Among studies of other targets of metformin in breast cancer, STAT3 has recently emerged, because metformin inhibits STAT3 phosphorylation in triple negative and HER2 positive breast cancers [33••, 77]. Also, in a Src-induced transformation model, metformin inactivates STAT3 [40]. Metformin reduces the phosphorylation of both Tyr705 and Ser727 residues on STAT3 [77]. Phosphorylation of Tyr705 causes rapid translocation of STAT3 to the nucleus and activates the expression of proliferation and survival genes.

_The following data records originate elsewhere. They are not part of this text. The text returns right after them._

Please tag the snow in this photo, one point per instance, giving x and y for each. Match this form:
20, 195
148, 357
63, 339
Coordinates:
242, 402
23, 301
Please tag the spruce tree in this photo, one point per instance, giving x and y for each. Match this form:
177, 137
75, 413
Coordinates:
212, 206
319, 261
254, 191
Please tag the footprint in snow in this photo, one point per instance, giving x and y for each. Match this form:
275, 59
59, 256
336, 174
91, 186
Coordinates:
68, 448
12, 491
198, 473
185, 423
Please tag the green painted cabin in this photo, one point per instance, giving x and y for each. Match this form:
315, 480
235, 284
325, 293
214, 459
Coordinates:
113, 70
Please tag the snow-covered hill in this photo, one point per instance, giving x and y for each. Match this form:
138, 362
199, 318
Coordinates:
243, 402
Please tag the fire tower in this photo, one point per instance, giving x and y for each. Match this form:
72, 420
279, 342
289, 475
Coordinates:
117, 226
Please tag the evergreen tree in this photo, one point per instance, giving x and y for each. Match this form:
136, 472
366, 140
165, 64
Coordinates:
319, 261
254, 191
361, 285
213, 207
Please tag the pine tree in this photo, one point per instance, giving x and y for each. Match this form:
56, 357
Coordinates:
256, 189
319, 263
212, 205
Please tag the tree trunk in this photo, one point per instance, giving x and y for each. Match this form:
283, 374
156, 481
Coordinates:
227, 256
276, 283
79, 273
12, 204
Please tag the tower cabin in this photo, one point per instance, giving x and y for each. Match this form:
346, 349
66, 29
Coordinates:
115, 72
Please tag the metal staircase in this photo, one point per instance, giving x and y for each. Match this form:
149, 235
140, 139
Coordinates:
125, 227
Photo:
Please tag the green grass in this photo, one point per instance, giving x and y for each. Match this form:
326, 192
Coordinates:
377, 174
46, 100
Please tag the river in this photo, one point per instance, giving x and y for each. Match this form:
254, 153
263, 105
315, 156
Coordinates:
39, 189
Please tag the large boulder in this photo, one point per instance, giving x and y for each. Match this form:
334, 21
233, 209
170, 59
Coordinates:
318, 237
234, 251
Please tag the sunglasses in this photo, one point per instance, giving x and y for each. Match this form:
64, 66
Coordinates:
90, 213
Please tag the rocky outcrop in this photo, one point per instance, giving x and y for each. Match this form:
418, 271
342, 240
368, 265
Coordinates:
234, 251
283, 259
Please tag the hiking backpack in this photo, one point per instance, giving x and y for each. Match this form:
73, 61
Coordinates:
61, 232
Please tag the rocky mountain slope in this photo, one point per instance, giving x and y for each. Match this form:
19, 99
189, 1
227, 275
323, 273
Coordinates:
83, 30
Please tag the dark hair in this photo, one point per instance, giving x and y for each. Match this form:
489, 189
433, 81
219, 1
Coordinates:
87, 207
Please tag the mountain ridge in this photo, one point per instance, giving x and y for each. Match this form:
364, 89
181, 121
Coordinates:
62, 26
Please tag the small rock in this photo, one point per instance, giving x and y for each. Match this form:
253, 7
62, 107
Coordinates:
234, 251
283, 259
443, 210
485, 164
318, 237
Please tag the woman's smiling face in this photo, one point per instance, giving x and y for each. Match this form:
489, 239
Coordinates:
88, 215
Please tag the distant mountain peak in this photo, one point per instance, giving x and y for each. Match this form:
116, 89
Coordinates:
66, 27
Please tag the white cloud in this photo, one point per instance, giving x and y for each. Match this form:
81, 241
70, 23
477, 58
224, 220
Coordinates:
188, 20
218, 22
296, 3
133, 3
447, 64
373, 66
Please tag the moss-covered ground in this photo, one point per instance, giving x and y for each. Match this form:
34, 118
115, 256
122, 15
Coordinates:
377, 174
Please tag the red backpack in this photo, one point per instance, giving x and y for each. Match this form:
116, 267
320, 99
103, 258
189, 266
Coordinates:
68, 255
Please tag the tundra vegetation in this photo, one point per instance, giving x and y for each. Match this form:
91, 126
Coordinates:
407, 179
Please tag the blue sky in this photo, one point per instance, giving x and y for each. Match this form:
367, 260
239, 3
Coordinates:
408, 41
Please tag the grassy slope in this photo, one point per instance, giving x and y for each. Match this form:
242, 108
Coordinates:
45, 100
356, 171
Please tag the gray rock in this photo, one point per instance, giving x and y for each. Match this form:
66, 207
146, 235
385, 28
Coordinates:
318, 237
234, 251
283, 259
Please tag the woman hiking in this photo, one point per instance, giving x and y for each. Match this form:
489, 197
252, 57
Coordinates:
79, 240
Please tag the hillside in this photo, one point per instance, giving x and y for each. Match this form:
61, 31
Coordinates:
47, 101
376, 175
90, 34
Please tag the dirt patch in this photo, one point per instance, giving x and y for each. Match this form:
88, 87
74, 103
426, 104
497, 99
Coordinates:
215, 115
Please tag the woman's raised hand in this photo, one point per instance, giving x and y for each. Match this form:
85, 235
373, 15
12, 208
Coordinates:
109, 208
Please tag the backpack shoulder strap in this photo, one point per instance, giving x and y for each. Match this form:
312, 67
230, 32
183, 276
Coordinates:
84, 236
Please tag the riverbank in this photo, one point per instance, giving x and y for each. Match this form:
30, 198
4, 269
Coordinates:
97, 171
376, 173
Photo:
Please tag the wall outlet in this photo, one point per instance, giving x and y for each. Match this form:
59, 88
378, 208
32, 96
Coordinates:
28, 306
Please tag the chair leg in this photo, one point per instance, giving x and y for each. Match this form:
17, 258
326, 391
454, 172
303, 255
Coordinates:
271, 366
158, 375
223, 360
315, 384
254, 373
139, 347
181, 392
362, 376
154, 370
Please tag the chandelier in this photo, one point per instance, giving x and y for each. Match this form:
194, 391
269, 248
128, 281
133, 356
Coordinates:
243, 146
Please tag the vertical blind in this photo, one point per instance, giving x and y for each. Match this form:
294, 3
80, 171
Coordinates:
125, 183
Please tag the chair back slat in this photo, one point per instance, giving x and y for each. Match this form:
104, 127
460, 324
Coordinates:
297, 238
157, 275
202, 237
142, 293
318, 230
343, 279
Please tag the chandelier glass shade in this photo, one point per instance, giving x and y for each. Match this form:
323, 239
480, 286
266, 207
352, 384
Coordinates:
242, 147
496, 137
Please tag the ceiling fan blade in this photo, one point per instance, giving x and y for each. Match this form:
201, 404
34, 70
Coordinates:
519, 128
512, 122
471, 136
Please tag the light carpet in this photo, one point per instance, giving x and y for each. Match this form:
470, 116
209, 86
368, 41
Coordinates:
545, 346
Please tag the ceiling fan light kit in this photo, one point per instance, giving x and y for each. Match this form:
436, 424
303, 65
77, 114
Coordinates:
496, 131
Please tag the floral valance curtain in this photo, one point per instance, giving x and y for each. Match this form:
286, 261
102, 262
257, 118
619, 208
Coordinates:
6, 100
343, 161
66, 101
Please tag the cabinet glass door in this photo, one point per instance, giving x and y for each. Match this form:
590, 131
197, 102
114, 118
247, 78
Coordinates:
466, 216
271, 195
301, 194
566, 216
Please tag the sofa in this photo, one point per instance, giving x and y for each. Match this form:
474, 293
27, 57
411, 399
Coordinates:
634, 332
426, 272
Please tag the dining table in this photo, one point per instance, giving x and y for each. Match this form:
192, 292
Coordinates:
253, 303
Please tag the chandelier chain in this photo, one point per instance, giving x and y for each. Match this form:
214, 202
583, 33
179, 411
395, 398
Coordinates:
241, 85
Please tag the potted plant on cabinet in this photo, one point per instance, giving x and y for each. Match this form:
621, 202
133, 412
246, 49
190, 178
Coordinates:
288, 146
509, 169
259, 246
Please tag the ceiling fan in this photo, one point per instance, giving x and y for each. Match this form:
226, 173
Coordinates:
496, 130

Phosphorylation of Ser727 (pSTAT3 S727) has been reported to cause STAT3 to localize to the mitochondria (mitoSTAT3) where it modulates complexes I and II and promotes breast cancer growth [78]. Another group also linked mitoSTAT3 (pSTAT3 S727) with modulation of mitochondrial function, in part, through binding of mitochondrial DNA and regulating transcription of key proteins [79]. This newly discovered role of STAT3 in mitochondrial function regulation is of particular interest since metformin has been reported to inhibit complex I [80], which is believed to be a direct target of metformin [81]. The mechanism of metformin induced suppression of STAT3 phosphorylation is unclear. Several possible upstream pathways have been proposed to be responsible for STAT3 inactivation by metformin. Metformin effects on RTKs, mTOR, and Src have all been implicated as possible mechanisms [77].

Conclusions

Strong in vitro evidence with fairly consistent findings indicate antiproliferative actions for metformin as well as induction of apoptosis in a number of different human breast cancer cell lines. However, the metformin concentrations are frequently much higher than what would be achieved in vivo with currently established therapeutic doses. In human studies, the majority of the results are observational in diabetic women, thus much work remains to be done to determine if non-diabetic women at high risk for breast cancer might benefit from chemopreventive use of metformin. In animal models, the impact of metformin treatment is strongest in xenograft models representing cancer progression. With respect to prevention of mammary tumors, the major effect has been on tumor latency. Novel mechanisms of metformin involving mitochondrial bioenergetics are emerging and may involve both AMPK-dependent and -independent pathways. New regulators, including the ATM protein kinase as part of the AMPK pathway and the modulation of the STAT3 pathway by metformin independent of AMPK, are being investigated. Although considered a calorie restriction mimetic this still has not been directly compared in the breast cancer field. Presently, the concept of secondary prevention is being studied in the phase III MA.32 clinical trial in which breast cancer patients are randomized to metformin or placebo to study the impact of metformin on invasive disease-free survival in early stage breast cancer. This trial is likely to provide new insights to possible roles of metformin in breast cancer adjuvant therapy.